If I feel that I may have done something wrong, whether it is saying something hurtful to someone or commenting negatively on someone’s Facebook wall, I cannot sleep. No matter what I do, I just can’t sleep. Maybe this is me thinking too much or making a big deal over small things, but I have spent nights feeling uneasy, replaying in my mind what I did and speculating how the other party may have been hurt. The problem is that these convictions come to me when I lie down, which is mostly deep in the night, when everyone except me is already sleeping. I can’t do anything about it until morning, which means that I will have to spend the night in restless agony.

I am honestly not sure of the order: if the awareness that I have done wrong hinders me from sleeping or if the fact that I can’t sleep means I must have done wrong. Whatever it is, once the Spirit activates the “moral radar” of my conscience, my soul becomes restless. Wesley says it well: conscience is “the tribunal in the breast of men to accuse sinners.” The Spirit witnesses to my spirit that I have gone beyond my limit or fallen short of the standard so that I could be brought to repentance and godly character.

I recognize clearly that those sleepless nights are moments when my bedroom becomes God’s sanctuary, where my godly sorrows are seedbeds of divine character being planted in my life. Without the work of God on my conscience, I would move on with my life, unmindful of my shortcomings and therefore stunted in my Christian growth.

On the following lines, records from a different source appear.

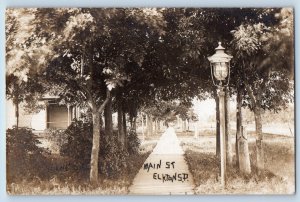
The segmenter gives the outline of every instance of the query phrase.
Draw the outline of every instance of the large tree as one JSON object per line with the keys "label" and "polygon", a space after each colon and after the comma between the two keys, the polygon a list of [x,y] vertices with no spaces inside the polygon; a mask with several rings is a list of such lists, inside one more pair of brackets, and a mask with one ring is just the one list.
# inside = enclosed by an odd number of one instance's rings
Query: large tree
{"label": "large tree", "polygon": [[[281,14],[286,12],[281,10]],[[243,105],[254,112],[259,170],[264,169],[262,113],[264,110],[277,112],[293,101],[292,13],[286,16],[284,25],[282,19],[272,27],[264,23],[243,23],[233,31],[238,105],[241,106],[244,98]]]}
{"label": "large tree", "polygon": [[61,102],[86,105],[92,112],[90,180],[96,182],[101,113],[110,100],[111,90],[130,80],[126,64],[142,62],[147,38],[163,34],[164,22],[156,9],[25,9],[22,12],[34,17],[30,18],[30,29],[25,29],[28,36],[21,49],[31,48],[33,53],[47,50],[40,52],[43,65],[32,64],[33,67],[23,69],[38,69],[48,91],[59,95]]}
{"label": "large tree", "polygon": [[26,110],[41,106],[38,99],[44,93],[39,83],[35,65],[41,64],[43,55],[38,56],[35,45],[28,47],[34,15],[26,9],[6,10],[6,98],[15,105],[16,127],[19,127],[19,108]]}

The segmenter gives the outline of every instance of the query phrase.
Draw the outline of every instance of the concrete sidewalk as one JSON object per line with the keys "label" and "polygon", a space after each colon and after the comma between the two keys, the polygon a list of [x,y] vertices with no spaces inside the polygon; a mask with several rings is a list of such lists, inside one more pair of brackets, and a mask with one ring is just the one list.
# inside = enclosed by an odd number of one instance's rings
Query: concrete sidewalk
{"label": "concrete sidewalk", "polygon": [[193,177],[183,155],[174,129],[168,128],[133,180],[129,194],[194,194]]}

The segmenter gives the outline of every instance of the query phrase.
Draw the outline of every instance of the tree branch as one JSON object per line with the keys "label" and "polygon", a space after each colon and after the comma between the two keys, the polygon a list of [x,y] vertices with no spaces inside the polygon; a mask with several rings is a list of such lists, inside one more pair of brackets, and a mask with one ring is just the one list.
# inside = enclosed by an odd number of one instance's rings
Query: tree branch
{"label": "tree branch", "polygon": [[110,91],[108,90],[108,88],[106,88],[106,99],[105,101],[101,104],[101,106],[98,109],[98,112],[102,112],[104,110],[104,107],[106,106],[106,104],[109,102],[110,100]]}
{"label": "tree branch", "polygon": [[248,80],[247,80],[247,77],[246,77],[246,73],[245,73],[245,69],[246,69],[246,65],[245,65],[245,61],[243,60],[243,68],[242,68],[242,75],[243,75],[243,82],[245,84],[245,87],[246,87],[246,90],[248,92],[248,95],[250,96],[250,99],[251,99],[251,102],[252,102],[252,107],[254,107],[256,105],[256,98],[255,98],[255,95],[254,95],[254,92],[253,90],[251,89],[249,83],[248,83]]}
{"label": "tree branch", "polygon": [[252,104],[253,104],[252,106],[255,106],[257,100],[256,100],[256,98],[255,98],[255,95],[254,95],[254,93],[253,93],[253,90],[250,88],[250,85],[248,84],[248,82],[245,82],[245,84],[246,84],[245,86],[246,86],[248,95],[250,96],[251,101],[252,101]]}

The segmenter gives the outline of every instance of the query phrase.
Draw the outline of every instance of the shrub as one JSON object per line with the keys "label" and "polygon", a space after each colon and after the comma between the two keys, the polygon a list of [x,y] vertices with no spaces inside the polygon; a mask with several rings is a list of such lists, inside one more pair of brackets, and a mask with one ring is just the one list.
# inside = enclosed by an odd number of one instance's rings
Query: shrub
{"label": "shrub", "polygon": [[[100,132],[99,172],[108,178],[115,178],[126,169],[128,153],[122,149],[117,133],[112,135]],[[90,168],[93,127],[91,123],[73,122],[65,131],[67,138],[61,155],[72,159],[72,168],[81,174],[88,174]]]}
{"label": "shrub", "polygon": [[118,140],[117,132],[112,135],[105,135],[102,131],[100,154],[99,154],[99,171],[108,178],[117,178],[124,174],[127,169],[128,153],[121,146]]}
{"label": "shrub", "polygon": [[137,154],[139,152],[140,145],[141,141],[138,138],[136,131],[130,130],[127,136],[128,154]]}
{"label": "shrub", "polygon": [[7,180],[13,182],[34,176],[43,177],[47,151],[38,147],[40,141],[28,128],[6,131]]}
{"label": "shrub", "polygon": [[45,139],[50,143],[50,151],[60,153],[60,149],[65,144],[66,136],[63,129],[48,129],[45,132]]}
{"label": "shrub", "polygon": [[92,150],[92,126],[90,123],[74,121],[64,132],[66,142],[62,145],[60,154],[73,159],[75,170],[87,168]]}

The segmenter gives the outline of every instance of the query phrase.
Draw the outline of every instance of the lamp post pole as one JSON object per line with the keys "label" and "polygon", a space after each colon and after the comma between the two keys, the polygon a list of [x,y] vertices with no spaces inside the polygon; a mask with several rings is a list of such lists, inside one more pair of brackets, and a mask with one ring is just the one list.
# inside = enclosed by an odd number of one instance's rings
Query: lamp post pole
{"label": "lamp post pole", "polygon": [[[230,60],[231,55],[225,53],[225,48],[222,47],[221,42],[215,49],[216,53],[208,60],[211,65],[211,77],[213,84],[217,86],[219,98],[219,115],[220,115],[220,167],[221,167],[221,185],[226,186],[226,138],[225,138],[225,92],[224,87],[228,86],[230,79]],[[215,81],[217,80],[217,81]]]}
{"label": "lamp post pole", "polygon": [[226,142],[225,142],[225,92],[224,87],[218,87],[220,111],[220,155],[221,155],[221,185],[226,185]]}

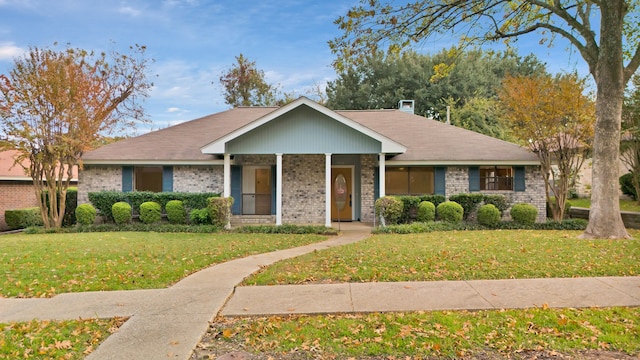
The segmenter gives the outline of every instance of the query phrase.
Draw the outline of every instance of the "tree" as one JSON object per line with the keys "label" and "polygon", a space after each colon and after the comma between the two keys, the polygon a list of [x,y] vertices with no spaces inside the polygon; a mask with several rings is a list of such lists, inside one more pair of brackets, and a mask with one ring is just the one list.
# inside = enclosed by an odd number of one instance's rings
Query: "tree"
{"label": "tree", "polygon": [[266,82],[256,62],[242,54],[236,56],[236,62],[220,76],[225,102],[233,107],[275,105],[277,89]]}
{"label": "tree", "polygon": [[509,127],[500,120],[502,114],[495,98],[474,96],[464,102],[448,98],[444,102],[450,109],[451,125],[496,139],[513,140]]}
{"label": "tree", "polygon": [[[441,66],[444,64],[444,66]],[[443,76],[442,72],[447,75]],[[361,63],[338,71],[327,84],[327,106],[340,110],[395,108],[399,100],[415,100],[415,113],[444,119],[445,99],[464,106],[472,98],[492,98],[506,74],[545,72],[535,56],[513,51],[442,50],[435,55],[378,51]]]}
{"label": "tree", "polygon": [[[358,61],[388,42],[399,52],[436,34],[462,30],[463,43],[517,39],[539,33],[575,47],[596,83],[593,188],[584,238],[625,238],[620,215],[618,159],[625,84],[640,65],[640,25],[633,0],[414,0],[394,7],[362,1],[336,23],[344,31],[329,45],[337,66]],[[626,59],[626,64],[625,64]]]}
{"label": "tree", "polygon": [[101,134],[143,120],[139,99],[151,87],[149,60],[144,46],[130,50],[107,55],[34,47],[0,75],[0,147],[18,151],[15,164],[33,179],[45,227],[61,226],[72,169],[81,166],[83,152]]}
{"label": "tree", "polygon": [[584,90],[584,80],[570,74],[508,76],[500,91],[512,133],[540,159],[554,220],[564,218],[569,189],[591,150],[595,109]]}
{"label": "tree", "polygon": [[[640,75],[631,82],[634,89],[625,98],[622,111],[620,159],[631,173],[636,194],[640,194]],[[640,202],[640,197],[637,200]]]}

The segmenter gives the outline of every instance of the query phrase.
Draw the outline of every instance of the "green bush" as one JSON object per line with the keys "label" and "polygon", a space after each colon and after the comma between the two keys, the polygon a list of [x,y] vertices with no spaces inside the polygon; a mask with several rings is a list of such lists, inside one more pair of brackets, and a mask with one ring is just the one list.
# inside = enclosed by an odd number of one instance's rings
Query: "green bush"
{"label": "green bush", "polygon": [[449,201],[457,202],[462,206],[464,211],[464,219],[466,220],[478,208],[478,205],[484,200],[484,195],[480,193],[473,194],[457,194],[449,196]]}
{"label": "green bush", "polygon": [[209,210],[193,209],[189,212],[189,220],[193,225],[207,225],[211,224],[211,218],[209,217]]}
{"label": "green bush", "polygon": [[131,222],[131,205],[124,201],[118,201],[111,207],[113,221],[118,225]]}
{"label": "green bush", "polygon": [[186,224],[187,212],[181,200],[171,200],[165,205],[167,219],[171,224]]}
{"label": "green bush", "polygon": [[246,225],[234,232],[243,234],[318,234],[318,235],[337,235],[338,232],[333,228],[322,225]]}
{"label": "green bush", "polygon": [[181,200],[182,205],[185,207],[185,211],[190,209],[202,209],[207,207],[207,199],[210,197],[220,196],[218,193],[186,193],[186,192],[161,192],[154,193],[150,191],[134,191],[134,192],[121,192],[121,191],[98,191],[90,192],[89,201],[98,210],[98,213],[102,215],[105,220],[114,220],[111,213],[113,204],[124,201],[131,204],[133,213],[140,213],[140,204],[147,201],[157,202],[166,207],[166,204],[171,200]]}
{"label": "green bush", "polygon": [[[48,191],[42,192],[42,198],[49,207]],[[58,193],[58,210],[60,210],[60,194]],[[71,226],[76,223],[76,207],[78,206],[78,188],[70,186],[67,188],[67,196],[65,200],[64,214],[62,214],[62,226]]]}
{"label": "green bush", "polygon": [[24,209],[6,210],[4,221],[9,230],[24,229],[30,226],[43,226],[42,214],[39,207],[28,207]]}
{"label": "green bush", "polygon": [[500,223],[500,210],[493,204],[484,204],[478,209],[478,224],[495,227]]}
{"label": "green bush", "polygon": [[625,195],[629,195],[633,200],[638,200],[636,188],[633,186],[633,174],[628,172],[620,176],[620,190]]}
{"label": "green bush", "polygon": [[76,207],[76,220],[80,225],[92,225],[96,221],[96,208],[91,204]]}
{"label": "green bush", "polygon": [[436,206],[431,201],[423,201],[418,205],[417,221],[427,222],[436,219]]}
{"label": "green bush", "polygon": [[376,200],[375,211],[377,216],[384,219],[382,225],[397,224],[402,217],[404,204],[395,196],[384,196]]}
{"label": "green bush", "polygon": [[526,203],[515,204],[511,207],[511,219],[519,224],[534,224],[538,216],[538,209]]}
{"label": "green bush", "polygon": [[418,206],[423,201],[429,201],[433,203],[433,205],[438,206],[438,204],[446,201],[444,195],[420,195],[420,196],[395,196],[400,201],[402,201],[402,216],[400,217],[400,223],[410,223],[412,221],[417,220],[418,217]]}
{"label": "green bush", "polygon": [[231,205],[233,205],[232,197],[210,197],[207,210],[211,223],[221,228],[226,227],[231,220]]}
{"label": "green bush", "polygon": [[483,199],[485,204],[492,204],[498,210],[500,210],[500,215],[504,214],[505,211],[509,208],[509,203],[507,203],[507,197],[501,194],[486,194]]}
{"label": "green bush", "polygon": [[462,217],[464,215],[464,209],[462,205],[458,204],[454,201],[445,201],[442,204],[438,205],[436,208],[436,213],[438,214],[438,219],[451,222],[451,223],[459,223],[462,222]]}
{"label": "green bush", "polygon": [[155,201],[140,204],[140,221],[145,224],[155,224],[162,220],[162,207]]}

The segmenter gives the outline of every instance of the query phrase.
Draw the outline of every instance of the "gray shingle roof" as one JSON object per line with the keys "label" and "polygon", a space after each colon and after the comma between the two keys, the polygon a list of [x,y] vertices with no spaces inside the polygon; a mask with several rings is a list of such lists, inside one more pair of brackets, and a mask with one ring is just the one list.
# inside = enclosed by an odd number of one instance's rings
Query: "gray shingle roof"
{"label": "gray shingle roof", "polygon": [[[274,107],[241,107],[188,121],[87,152],[83,160],[101,162],[197,162],[216,159],[201,147],[255,121]],[[399,110],[336,111],[407,147],[398,161],[537,162],[518,145]]]}

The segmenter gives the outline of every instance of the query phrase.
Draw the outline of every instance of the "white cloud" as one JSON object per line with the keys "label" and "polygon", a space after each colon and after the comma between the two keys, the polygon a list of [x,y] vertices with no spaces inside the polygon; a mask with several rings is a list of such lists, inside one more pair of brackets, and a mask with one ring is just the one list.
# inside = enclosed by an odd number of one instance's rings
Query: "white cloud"
{"label": "white cloud", "polygon": [[138,9],[134,9],[131,6],[121,6],[120,8],[118,8],[118,12],[121,14],[125,14],[125,15],[130,15],[130,16],[139,16],[142,12]]}
{"label": "white cloud", "polygon": [[168,113],[175,113],[175,112],[179,112],[181,111],[181,109],[179,107],[170,107],[167,109]]}
{"label": "white cloud", "polygon": [[24,49],[16,46],[12,42],[0,43],[0,60],[11,60],[22,55],[24,52]]}

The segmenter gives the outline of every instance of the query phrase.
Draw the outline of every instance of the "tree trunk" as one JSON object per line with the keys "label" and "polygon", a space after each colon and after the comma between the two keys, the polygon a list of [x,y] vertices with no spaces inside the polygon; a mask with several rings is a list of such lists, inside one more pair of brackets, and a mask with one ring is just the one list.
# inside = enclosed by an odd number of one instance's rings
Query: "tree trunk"
{"label": "tree trunk", "polygon": [[582,238],[628,238],[620,215],[618,162],[624,97],[622,23],[624,1],[601,5],[600,51],[593,74],[596,86],[596,126],[593,143],[593,188],[589,225]]}

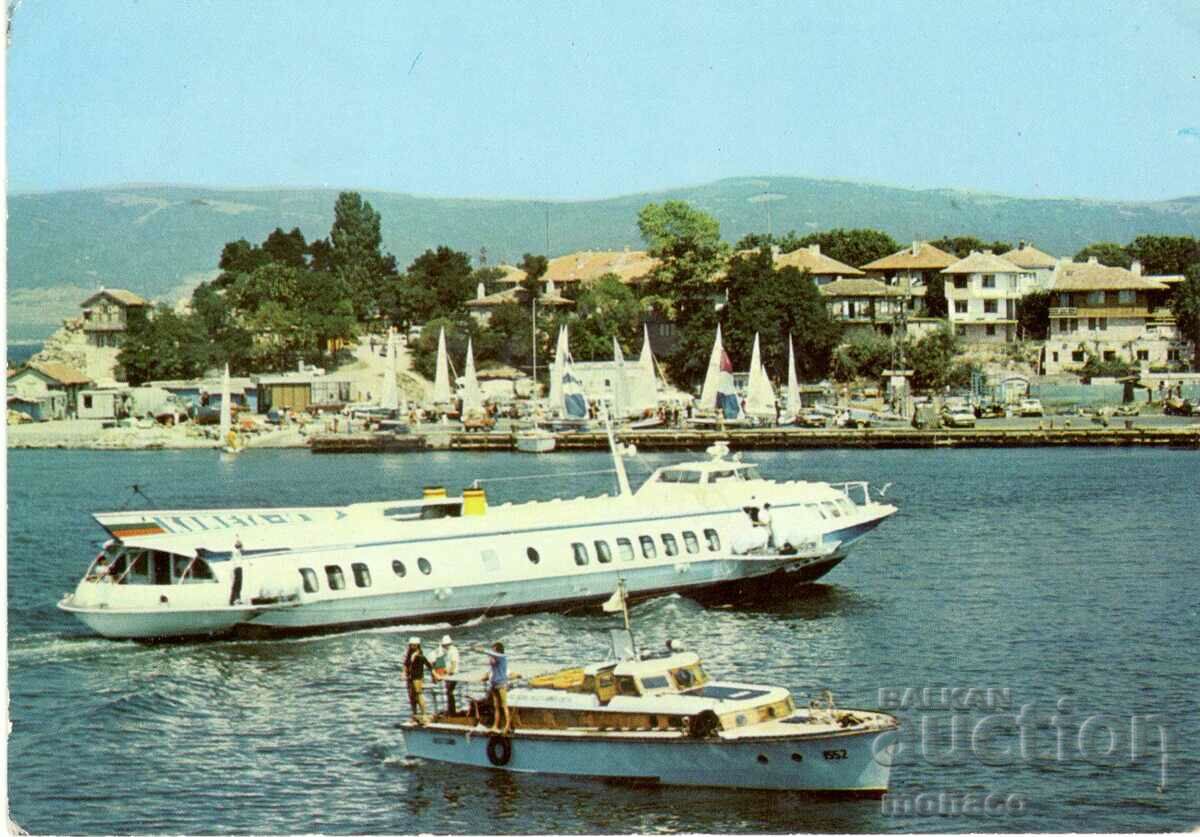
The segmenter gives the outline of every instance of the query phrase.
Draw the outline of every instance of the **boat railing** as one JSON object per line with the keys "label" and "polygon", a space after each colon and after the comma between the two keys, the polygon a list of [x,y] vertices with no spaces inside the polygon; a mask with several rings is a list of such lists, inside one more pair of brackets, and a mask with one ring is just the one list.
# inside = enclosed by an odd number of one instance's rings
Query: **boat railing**
{"label": "boat railing", "polygon": [[[831,482],[830,488],[840,489],[846,495],[846,499],[858,506],[871,505],[871,484],[866,480],[853,480],[850,482]],[[857,496],[856,496],[857,492]]]}

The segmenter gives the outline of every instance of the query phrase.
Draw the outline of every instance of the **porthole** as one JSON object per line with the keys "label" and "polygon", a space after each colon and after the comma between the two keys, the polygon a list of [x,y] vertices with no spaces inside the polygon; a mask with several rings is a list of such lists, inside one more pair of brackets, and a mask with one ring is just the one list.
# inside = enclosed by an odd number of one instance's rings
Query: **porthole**
{"label": "porthole", "polygon": [[392,572],[394,572],[400,578],[404,578],[404,576],[408,575],[408,570],[404,569],[403,561],[393,561]]}
{"label": "porthole", "polygon": [[542,556],[538,555],[538,551],[532,546],[525,550],[525,554],[529,556],[529,563],[536,564],[542,560]]}
{"label": "porthole", "polygon": [[317,584],[317,574],[308,567],[300,568],[300,578],[304,579],[304,592],[315,593],[320,589]]}
{"label": "porthole", "polygon": [[366,564],[354,563],[350,565],[350,569],[354,571],[354,584],[356,586],[371,586],[371,570]]}
{"label": "porthole", "polygon": [[770,761],[770,759],[767,758],[766,755],[764,755],[763,753],[758,754],[758,763],[759,764],[766,764],[769,761]]}
{"label": "porthole", "polygon": [[433,570],[433,565],[429,563],[428,558],[418,558],[417,559],[417,569],[420,570],[425,575],[429,575],[430,571]]}
{"label": "porthole", "polygon": [[325,567],[325,579],[329,582],[330,590],[345,590],[346,577],[342,575],[342,568],[337,564],[327,564]]}
{"label": "porthole", "polygon": [[792,753],[792,761],[802,762],[804,761],[804,756],[800,755],[799,753]]}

As Paul wrote, “our conscience testifies that we have conducted ourselves in the world, and especially in our relations . . . with integrity and godly sincerity” (2 Corinthians 1:12). We need this divine work in our lives. We can be so blind about our weaknesses and can easily overlook wrongdoings that become part of our routine. We can even use our personality as an excuse for the things we do and don’t do. We can be the most oblivious person about the big stain in our own faces. It is helpful to have friends who are honest and kind enough to point them out to us, but what if we don’t have such friends?

Thankfully, God has provided for us everything we need, especially for right living, through our knowledge of Him (2 Peter 1:3). He does not leave us to ourselves to figure out what is right and wrong or good and evil. He has given us the Holy Spirit to convict us and lead us back to the right path. 

I am certain that the uneasy feelings are not mere mental perceptions but evidences to the convicting work of the Holy Spirit, reminding me of my behavior. This is a part of God’s continuous and gracious transforming work in my life—slowly but surely—into His image. Conscience works in our favor, no matter how painful it may be. The gentle persuasion through the Holy Spirit is powerful because it brings us back to the authority of the Word in our lives.  

Dick Eugenio is the academic dean of Asia-Pacific Nazarene Theological Seminary and discipleship coordinator for the Philippine-Micronesia Field.